Come riportato nelle Scritture, in loro adempimento, apriti cielo, spalancati terra, verrà il giorno in cui del Tempio Ariston di Sanremo non resterà pietra su pietra… Lingue di fuoco si abbatteranno sul palco, Morandi non avrà neanche il tempo di mormorare “stiamo uniti” e Papaleo di assecondarlo sempre più (inutilmente) stralunato, la forza aerea (probabilmente celeste, anche l’ira divina si aggiorna) lancerà le sue bombe su quei pochi cantanti che in qualche modo siano riusciti nel frattempo ad esibirsi cercando di dare un senso al consueto luccicante baraccone nazional-popolare dell’assurdo, sempre più statico, farraginoso e auto celebrativo.
Ma ecco, sta scritto che una figura si ergerà dalle macerie, colui che porterà pace e serenità ai nostri poveri cuori afflitti e oppressi, ricordandoci la bellezza del Regno dei Cieli della quale anche preti, frati, testate cattoliche si sono ormai dimenticati. Lui (Joan) scenderà dal suo dorato ritiro in quel di Galbiate per adempiere la sua missione, da bravo e disincantato moralizzatore, comunicare al mondo le ovvietà più disarmanti, non limitandosi ad esporre il proprio pensiero, com’è giusto che sia per ognuno di noi, ma preoccupandosi d’ imporlo come verità rivelata e calata dall’alto con modalità messianiche in odor d’ Apocalisse.

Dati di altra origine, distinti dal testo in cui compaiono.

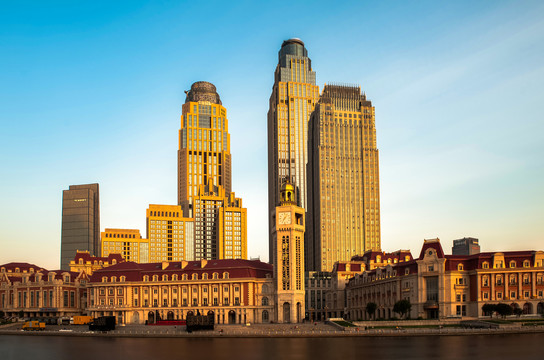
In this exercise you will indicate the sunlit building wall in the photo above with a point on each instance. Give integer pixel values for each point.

Il tutto inframmezzato, e appena ammorbidito, da qualche canzone o gag vagamente statica, cercando d’avviare un inedito trio con gli improvvisati discepoli Morandi e Pupo o di duettare con Papaleo, tra gli eletti che lo riconoscono come “ sua immensità”.
E come dimenticare i cassa integrati, l’Italia che ha perso la bellezza, la politica? Il nostro riserva al riguardo, nella sua magnificente e sgangherata misericordia, pillole di confortante saggezza, non dimenticandosi, ovvio, di salvare anche se stesso, lanciando invettive ed insulti a quanti hanno semplicemente messo in atto il loro diritto di critica, certo non capendo, la storia si ripete, la bontà del verbo, preferendo le tenebre alla luce.
Se non fosse che Celentano propone ormai da anni lo stesso copione (tutto ebbe inizio con il film Joan Lui, ‘85), avrebbe avuto probabilmente più senso uno spettacolo a sé stante, considerando lunghezza e lentezza dell’esibizione (un’ora e più), alla fine apparsa come un’appropriazione indebita e impudica, facendo risaltare ancora di più, merito o demerito, ai posteri l’ardua sentenza, la solita teatralizzazione surreale di un mondo a parte, tra amenità e finta umanità.